Green IT : les enjeux écologiques du numérique
Au cours d’un petit-déjeuner débat, organisé le 27 février à Paris, par la Fondation Mines-Télécom, dans le cadre de son cycle de veille «numérique durable», Fabrice Flipo, professeur de philosophie des sciences et techniques, rattaché au Laboratoire du Changement social et politique de l’Université Paris 7, a présenté une analyse très complète des enjeux liés à l’impact du numérique sur l’environnement. Éclairage.
Pour évaluer l’empreinte environnementale du numérique, il convient de mesurer à la fois la consommation énergétique de cette activité, sa consommation de matières premières et les émissions à effet de serre qu’elle génère, a expliqué le philosophe et enseignant-chercheur Fabrice Flipo.
Consommation d’énergie : en hausse continue
En ce qui concerne la consommation d’énergie, on observe une augmentation continue et soutenue liée à la hausse du trafic et à celle de la puissance de calcul appelée. Une tendance alimentée «par une économie de plus en plus digitalisée» et qui devrait s’accentuer «avec le déploiement de la 5G», a-t-il précisé. Selon un rapport du Conseil général de l’économie publié en décembre 2019, le numérique absorbe actuellement 8 % de la consommation électrique nationale. Un chiffre auquel il conviendrait ajouter «l’énergie consommée par la fabrication» des équipements informatiques et de téléphonie, non prise en compte dans ce rapport, car ces derniers «ne sont pas fabriqués en France», a-t-il souligné.

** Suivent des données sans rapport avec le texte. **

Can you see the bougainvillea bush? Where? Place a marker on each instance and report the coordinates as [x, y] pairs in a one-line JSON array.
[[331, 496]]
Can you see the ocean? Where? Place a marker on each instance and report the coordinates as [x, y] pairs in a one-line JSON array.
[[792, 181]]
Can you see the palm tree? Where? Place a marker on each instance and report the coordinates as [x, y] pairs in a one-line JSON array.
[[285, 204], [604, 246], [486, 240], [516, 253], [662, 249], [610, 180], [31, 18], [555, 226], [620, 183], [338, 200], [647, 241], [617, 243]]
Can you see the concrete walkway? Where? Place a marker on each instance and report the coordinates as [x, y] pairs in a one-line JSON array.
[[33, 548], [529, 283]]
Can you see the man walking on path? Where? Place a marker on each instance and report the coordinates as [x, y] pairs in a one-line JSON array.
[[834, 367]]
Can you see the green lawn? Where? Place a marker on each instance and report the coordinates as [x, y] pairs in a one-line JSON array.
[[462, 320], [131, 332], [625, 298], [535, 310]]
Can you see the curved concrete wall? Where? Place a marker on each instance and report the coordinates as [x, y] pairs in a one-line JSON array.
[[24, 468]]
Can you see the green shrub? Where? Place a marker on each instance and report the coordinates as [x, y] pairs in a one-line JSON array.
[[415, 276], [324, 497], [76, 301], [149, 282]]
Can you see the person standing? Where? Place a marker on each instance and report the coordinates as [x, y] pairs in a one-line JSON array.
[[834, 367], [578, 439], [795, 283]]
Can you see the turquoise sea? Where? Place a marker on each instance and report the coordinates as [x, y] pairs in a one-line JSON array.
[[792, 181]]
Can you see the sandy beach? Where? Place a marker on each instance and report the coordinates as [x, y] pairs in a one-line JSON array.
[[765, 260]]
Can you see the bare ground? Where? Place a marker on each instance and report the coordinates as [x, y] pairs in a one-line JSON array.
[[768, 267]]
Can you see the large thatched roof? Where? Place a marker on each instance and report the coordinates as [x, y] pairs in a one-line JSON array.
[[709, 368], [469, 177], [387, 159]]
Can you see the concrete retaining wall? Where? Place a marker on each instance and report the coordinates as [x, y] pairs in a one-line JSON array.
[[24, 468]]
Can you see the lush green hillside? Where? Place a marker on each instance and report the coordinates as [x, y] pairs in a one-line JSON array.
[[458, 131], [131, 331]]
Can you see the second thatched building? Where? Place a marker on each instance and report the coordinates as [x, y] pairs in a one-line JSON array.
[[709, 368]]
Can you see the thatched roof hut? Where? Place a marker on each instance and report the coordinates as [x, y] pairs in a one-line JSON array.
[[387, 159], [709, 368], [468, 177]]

Matières premières et déchets : une économie peu circulaire
Pour ce qui est de la consommation de matières premières, «le numérique est une industrie extractive majeure qui a un impact sur les activités minières mondiales», a expliqué Fabrice Flipo. Aujourd’hui, 10 % de l’énergie mondiale est investie dans l’extraction minière et les industries du numérique utilisent des matières premières dites critiques (telles que l’indium, le germanium, le cuivre ou les terres rares) «difficilement substituables» et dont «le recyclage est très faible». Qui plus est, «40 % des déchets de l’économie numérique disparaissent, on ne sait pas ce qu’ils deviennent», a ajouté le chercheur, en rappelant la force influence de mafias dans l’industrie des déchets.
Émissions de gaz à effet de serre : l’effet rebond joue à plein
De même, les émissions de gaz à effet de serre provoquées par les activités numériques enregistrent une hausse continue : «trente ans de numérisation de l’économie, 30 ans de croissance des émissions de gaz à effet de serre», a-t-il résumé. Une tendance qui s’explique en partie par ce que les économistes appellent «l’effet rebond» : le fait que les gains en efficacité et en productivité permettant de réaliser des économies sont réinvesties pour produire et consommer plus, annulant tous les efforts tendant vers la sobriété. Autre constat dressé par Fabrice Flipo : «on peut aussi se demander si l’investissement dans le numérique n’induit pas un sous-investissement dans d’autres secteurs, tels que l’agriculture, notamment».
Des mesures radicales pour aller vers un numérique durable
Pour réduire et limiter l’empreinte environnementale du numérique, «il faut faire l’inverse de ce que veut faire l’industrie», a-t-il lancé : «ne pas déployer la 5G et aller vers la low tech», «limiter le recours à l’intelligence artificielle, qui consomme énormément d’énergie», «réorienter les investissements vers les vraies priorités de la transition écologique et du social». Ou encore, «développer le recyclage au sein de cette économie peu circulaire, et notamment, celui des métaux critiques» et «impliquer les associations spécialisées en matière environnementale au sein des éco-organismes » (sociétés détenues par les producteurs et distributeurs en charge, dans chaque filière, de la fin de vie des équipements qu’ils mettent sur le marché). L’expert plaide également pour une amélioration du niveau général d’éducation sur les questions écologiques. Quid des gestes individuels en matière d’écologie ? «Il ne faut pas être béat sur l’échelle individuelle (…), on évalue l’impact des actions individuelles à moins de 20%. (…) Ce qu’il faut, c’est une approche systémique avec des politiques qui ont un impact sur les infrastructures». Autant de recommandations qui vont totalement à l’encontre de l’injonction actuelle au tout numérique et à contre-courant du discours porté par la «start-up Nation».